第42話 情熱の抜け殻

文字数 742文字

 僕は情熱の抜け殻になってしまったのかもしれない。
 なにも書けなくなってしばらく経つ。
 人々は僕に石を投げつけてくるかのようで、悪意を持った言葉を僕にぶつけてくる。
 学校の教室は、よどんだ空気が支配していて、その瘴気にあてられると、途端に緊張で発汗する。
 笑い声。
 嘲笑だ。
 文章すら書けなくなった僕に、救いはない。


 部長は、……萌木部長は、こう言う。

「小説に救いを求めるのはやめろ。つらくなるぞ」

 その通りだった。
 今の僕は空虚で、その空虚の中に、他人の悪意が入り込んで、僕のこころの吹き溜まりに沈殿し、蓄積していく。



「疲れた」


 夕暮れの帰り道、僕はひとりで呟く。
 隣を歩いているひとなんて、誰もいない。

 いつだって僕はひとりだ。
 この空虚は、どうやったら満たされるというのだろうか。

 ただ、疲れた。
 それだけだ。
 休もう。眠ろう。
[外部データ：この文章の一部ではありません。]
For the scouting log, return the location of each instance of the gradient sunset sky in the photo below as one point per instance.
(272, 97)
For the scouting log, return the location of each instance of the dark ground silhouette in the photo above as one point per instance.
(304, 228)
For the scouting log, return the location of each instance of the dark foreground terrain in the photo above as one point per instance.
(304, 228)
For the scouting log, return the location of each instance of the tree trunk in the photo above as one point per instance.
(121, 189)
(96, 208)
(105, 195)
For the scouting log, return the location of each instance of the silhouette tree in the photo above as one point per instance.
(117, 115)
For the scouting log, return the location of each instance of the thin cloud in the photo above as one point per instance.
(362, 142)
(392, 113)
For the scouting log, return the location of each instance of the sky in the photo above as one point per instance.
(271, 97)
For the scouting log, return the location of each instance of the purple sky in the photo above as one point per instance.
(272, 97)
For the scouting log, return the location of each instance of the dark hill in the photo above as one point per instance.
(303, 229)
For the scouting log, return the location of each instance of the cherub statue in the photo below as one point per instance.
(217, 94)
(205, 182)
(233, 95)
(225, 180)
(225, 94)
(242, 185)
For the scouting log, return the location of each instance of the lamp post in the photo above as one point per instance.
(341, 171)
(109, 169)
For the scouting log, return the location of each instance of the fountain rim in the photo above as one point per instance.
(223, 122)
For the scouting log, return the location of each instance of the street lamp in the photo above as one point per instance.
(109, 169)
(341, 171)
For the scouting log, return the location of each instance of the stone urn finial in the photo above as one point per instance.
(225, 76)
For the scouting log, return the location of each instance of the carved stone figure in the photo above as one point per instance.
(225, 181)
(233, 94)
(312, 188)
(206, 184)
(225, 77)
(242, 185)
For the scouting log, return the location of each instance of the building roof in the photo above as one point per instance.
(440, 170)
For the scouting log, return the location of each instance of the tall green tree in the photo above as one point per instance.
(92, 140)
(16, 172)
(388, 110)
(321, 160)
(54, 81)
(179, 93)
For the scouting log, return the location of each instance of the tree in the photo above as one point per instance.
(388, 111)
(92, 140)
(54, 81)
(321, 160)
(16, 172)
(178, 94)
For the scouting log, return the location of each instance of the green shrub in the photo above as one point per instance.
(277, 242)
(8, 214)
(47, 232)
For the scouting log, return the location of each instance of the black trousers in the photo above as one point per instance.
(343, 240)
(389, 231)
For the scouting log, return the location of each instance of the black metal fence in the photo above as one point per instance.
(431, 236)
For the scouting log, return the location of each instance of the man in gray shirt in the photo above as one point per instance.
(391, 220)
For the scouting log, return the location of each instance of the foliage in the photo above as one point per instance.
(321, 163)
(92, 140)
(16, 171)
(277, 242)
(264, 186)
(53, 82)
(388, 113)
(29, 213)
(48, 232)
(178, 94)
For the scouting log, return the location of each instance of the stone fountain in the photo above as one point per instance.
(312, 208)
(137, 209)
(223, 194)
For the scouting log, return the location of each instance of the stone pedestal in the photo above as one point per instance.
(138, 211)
そうすれば、忘れられる。

「忘れられる? なにを? なにを忘れられるっていうんだ?」

 死ぬその瞬間まで〈次の時間〉は無情にも訪れる。
 この世に慈悲なんて、ない。
 いや、〈僕には〉、ない。

 教室で笑う、頭のおかしい連中の嘲笑。

 僕は抜け殻だ。
 僕は情熱の抜け殻なんだ。

 この感情は、詩にすらならずに消えていく。
 贅沢な悩み?
 そうかもしれない。
 でも、このくらいの贅沢はさせてくれ。
 僕に、未来なんて、ない。

 続いていくこの道の先には、きっとなにもない。
 死が訪れるのを待って生きていくだけ。
 絶望ではないんだ。
 いや。
 まだ僕はなにかを願っている。
 生きていく方法を、練っている。
 僕はきっと、まだ生きることに、すがっているんだ。